Nuestro hijo está a punto de cumplir años. Decidimos organizar una pequeña celebración familiar en casa, ya que ahora mismo andamos algo justos de dinero. Y ahí fue cuando comenzó el problema. Mis familiares no pueden venir, pero la familia de mi mujer planea venir todos en grupo, y hasta han anunciado que quieren quedarse a dormir en nuestro piso. ¿Dónde se supone que meta tanta gente?
No estoy acostumbrado a ese tipo de visitas. Mis invitados suelen venir, charlan un rato, toman algo y se marchan a su casa, no se quedan a pasar la noche. Si realmente quieren quedarse en Valladolid, hay hoteles abiertos las 24 horas, ¡no cuesta tanto!
Esto nos llevó a una discusión bastante seria, tanto que incluso hemos decidido darnos un tiempo y vivir separados algunos días.
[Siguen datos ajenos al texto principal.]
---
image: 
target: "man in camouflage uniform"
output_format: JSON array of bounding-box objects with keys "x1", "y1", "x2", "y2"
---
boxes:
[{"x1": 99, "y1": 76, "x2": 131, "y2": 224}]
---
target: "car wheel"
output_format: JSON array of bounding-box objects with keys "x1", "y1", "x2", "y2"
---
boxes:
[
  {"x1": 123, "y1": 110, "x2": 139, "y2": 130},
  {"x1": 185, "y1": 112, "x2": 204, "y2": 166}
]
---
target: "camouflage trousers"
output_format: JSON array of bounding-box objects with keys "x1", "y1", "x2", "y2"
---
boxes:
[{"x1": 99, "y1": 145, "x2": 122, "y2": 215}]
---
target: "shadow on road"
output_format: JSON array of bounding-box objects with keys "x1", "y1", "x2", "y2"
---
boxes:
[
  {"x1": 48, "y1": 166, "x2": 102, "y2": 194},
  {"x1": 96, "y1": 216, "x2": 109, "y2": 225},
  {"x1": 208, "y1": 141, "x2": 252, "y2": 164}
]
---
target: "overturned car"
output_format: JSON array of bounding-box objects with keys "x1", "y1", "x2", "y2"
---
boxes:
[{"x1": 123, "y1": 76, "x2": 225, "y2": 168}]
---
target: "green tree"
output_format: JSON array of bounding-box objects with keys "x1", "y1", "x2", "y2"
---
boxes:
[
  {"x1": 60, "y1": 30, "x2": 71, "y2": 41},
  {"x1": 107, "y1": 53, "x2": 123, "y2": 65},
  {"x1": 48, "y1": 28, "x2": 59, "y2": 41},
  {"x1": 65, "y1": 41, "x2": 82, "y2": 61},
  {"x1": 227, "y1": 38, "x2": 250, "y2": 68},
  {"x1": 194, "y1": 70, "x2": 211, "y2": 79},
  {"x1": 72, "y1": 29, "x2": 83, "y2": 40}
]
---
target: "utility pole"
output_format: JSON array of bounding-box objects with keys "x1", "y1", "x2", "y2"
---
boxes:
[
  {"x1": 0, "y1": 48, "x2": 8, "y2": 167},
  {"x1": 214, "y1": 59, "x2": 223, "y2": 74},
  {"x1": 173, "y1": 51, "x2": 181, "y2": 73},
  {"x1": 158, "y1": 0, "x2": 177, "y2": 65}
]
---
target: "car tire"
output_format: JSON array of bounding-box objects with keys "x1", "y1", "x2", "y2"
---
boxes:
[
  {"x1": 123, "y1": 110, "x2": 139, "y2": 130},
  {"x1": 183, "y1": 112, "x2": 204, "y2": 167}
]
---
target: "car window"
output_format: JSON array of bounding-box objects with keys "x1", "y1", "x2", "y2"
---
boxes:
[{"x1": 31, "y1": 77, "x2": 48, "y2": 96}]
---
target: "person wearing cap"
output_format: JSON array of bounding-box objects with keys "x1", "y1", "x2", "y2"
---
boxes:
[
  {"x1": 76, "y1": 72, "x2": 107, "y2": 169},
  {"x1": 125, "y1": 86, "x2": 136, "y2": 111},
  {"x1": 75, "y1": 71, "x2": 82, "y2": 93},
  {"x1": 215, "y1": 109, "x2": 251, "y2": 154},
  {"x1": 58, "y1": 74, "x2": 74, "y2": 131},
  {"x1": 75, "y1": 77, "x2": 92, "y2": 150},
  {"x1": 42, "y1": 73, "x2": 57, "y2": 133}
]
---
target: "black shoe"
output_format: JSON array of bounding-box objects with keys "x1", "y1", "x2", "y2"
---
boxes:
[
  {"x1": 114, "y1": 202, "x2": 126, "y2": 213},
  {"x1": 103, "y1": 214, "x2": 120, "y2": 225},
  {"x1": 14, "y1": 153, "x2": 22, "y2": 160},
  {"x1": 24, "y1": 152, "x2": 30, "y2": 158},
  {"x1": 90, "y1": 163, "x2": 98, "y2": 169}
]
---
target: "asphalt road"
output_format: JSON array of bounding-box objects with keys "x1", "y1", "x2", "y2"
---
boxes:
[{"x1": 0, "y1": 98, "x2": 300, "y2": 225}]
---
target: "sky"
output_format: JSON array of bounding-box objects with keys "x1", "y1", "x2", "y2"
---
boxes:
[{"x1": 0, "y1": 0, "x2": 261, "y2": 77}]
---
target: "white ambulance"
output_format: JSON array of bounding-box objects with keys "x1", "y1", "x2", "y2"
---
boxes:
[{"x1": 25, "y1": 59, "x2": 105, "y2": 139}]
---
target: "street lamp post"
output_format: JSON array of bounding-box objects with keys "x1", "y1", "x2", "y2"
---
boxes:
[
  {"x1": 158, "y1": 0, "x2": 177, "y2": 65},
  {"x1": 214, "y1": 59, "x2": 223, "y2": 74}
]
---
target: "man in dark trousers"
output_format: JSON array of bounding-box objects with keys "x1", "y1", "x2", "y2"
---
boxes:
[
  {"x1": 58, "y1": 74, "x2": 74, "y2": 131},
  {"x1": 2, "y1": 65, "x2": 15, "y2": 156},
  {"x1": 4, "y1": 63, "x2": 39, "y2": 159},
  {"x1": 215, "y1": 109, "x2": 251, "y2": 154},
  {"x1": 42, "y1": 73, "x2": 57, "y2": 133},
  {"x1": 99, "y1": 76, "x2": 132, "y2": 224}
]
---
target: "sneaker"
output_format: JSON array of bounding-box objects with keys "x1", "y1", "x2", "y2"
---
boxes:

Me preguntaba: ¿por qué me lo tomo tan a pecho? Para empezar, mis suegros no son precisamente los más limpios del mundo solo se duchan una vez a la semana. ¿Os imagináis el olor que puede quedarse en casa si se quedan varios días? Y con niños pequeños en casa, el tema de la higiene es aún más importante. Además, no entiendo la necesidad de quedarse a dormir cuando ni siquiera viven tan lejos. ¿Tengo razón en sentirme así o estoy exagerando?
Hoy, después de darle muchas vueltas y plasmarlo por escrito, me doy cuenta de que cada persona tiene sus costumbres y límites, y que está bien defender los míos, siempre desde el respeto. Al final, uno tiene que cuidar de su hogar y su familia ante todo.